Développé dans le cadre du programme Earth Explorer de l’ESA, Biomass a été assemblé par Airbus Defence and Space au Royaume-Uni. Son antenne radar, une structure déployable de 12 mètres de diamètre, a représenté un défi technique majeur. Le coût de la mission avoisine les 500 millions d’euros.

Son lancement par la fusée Vega-C depuis la Guyane française incarne également la volonté européenne de renforcer sa souveraineté dans l’observation terrestre. En fournissant des données indépendantes et ouvertes, l’Europe entend se positionner comme un acteur fiable dans la gouvernance climatique mondiale.

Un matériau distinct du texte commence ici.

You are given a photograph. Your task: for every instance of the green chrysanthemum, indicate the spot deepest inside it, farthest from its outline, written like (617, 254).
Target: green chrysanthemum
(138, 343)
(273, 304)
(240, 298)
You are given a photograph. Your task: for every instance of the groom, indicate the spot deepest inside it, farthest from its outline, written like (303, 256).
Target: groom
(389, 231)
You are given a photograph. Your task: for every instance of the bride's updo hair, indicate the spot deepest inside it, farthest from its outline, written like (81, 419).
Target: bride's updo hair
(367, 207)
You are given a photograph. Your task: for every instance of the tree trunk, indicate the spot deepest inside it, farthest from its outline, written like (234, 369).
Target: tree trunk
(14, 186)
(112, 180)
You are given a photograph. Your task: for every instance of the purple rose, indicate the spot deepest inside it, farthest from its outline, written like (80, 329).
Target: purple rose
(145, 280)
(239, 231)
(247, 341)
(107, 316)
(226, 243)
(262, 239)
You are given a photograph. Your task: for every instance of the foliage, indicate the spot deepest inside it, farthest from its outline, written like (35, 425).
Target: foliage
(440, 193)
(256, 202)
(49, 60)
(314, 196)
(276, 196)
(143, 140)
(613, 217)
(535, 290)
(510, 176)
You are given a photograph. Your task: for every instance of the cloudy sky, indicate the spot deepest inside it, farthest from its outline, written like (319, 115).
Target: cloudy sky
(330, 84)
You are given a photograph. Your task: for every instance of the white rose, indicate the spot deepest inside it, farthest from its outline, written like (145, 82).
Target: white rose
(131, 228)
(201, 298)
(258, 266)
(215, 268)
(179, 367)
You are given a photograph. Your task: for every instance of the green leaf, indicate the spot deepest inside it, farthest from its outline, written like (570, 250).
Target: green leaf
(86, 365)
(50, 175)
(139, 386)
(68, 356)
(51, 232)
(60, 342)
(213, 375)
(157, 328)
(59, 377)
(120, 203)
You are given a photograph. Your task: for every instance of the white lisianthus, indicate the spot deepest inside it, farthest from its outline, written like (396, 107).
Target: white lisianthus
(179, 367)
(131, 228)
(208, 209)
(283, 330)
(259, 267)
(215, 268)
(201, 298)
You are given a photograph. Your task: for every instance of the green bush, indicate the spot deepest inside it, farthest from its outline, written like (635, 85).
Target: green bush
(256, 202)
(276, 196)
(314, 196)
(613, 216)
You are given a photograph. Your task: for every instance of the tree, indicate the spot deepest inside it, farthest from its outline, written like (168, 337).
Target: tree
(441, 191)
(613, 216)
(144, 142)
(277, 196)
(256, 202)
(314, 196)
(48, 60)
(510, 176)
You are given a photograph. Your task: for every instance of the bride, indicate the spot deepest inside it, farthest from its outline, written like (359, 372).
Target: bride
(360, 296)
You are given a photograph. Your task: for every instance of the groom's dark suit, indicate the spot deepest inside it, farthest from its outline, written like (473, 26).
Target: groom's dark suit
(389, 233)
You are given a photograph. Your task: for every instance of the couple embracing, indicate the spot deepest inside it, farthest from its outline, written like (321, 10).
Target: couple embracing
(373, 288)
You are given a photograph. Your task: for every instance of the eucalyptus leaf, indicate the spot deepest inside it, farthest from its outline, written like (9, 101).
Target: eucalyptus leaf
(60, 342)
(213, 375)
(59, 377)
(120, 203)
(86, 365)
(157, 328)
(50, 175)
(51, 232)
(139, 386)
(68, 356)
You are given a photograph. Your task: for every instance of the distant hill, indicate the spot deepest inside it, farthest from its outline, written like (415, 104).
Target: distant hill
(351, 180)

Une meilleure connaissance, pour une action plus juste

Les premiers jeux de données calibrées sont attendus d’ici la fin de l’année, après plusieurs mois de tests en orbite. Si les promesses sont tenues, Biomass permettra de mieux comprendre les capacités d’absorption des forêts, mais aussi leur évolution face aux pressions climatiques et humaines.

La mission ne résoudra pas, à elle seule, l’urgence climatique. Mais en dissipant une part de l’incertitude, elle pourrait permettre aux décideurs de fonder leurs politiques sur des bases plus solides. Reste à savoir si cette connaissance plus fine du vivant saura se traduire par des actes. Car la donnée, aussi précise soit-elle, ne vaut que par ce que l’on en fait.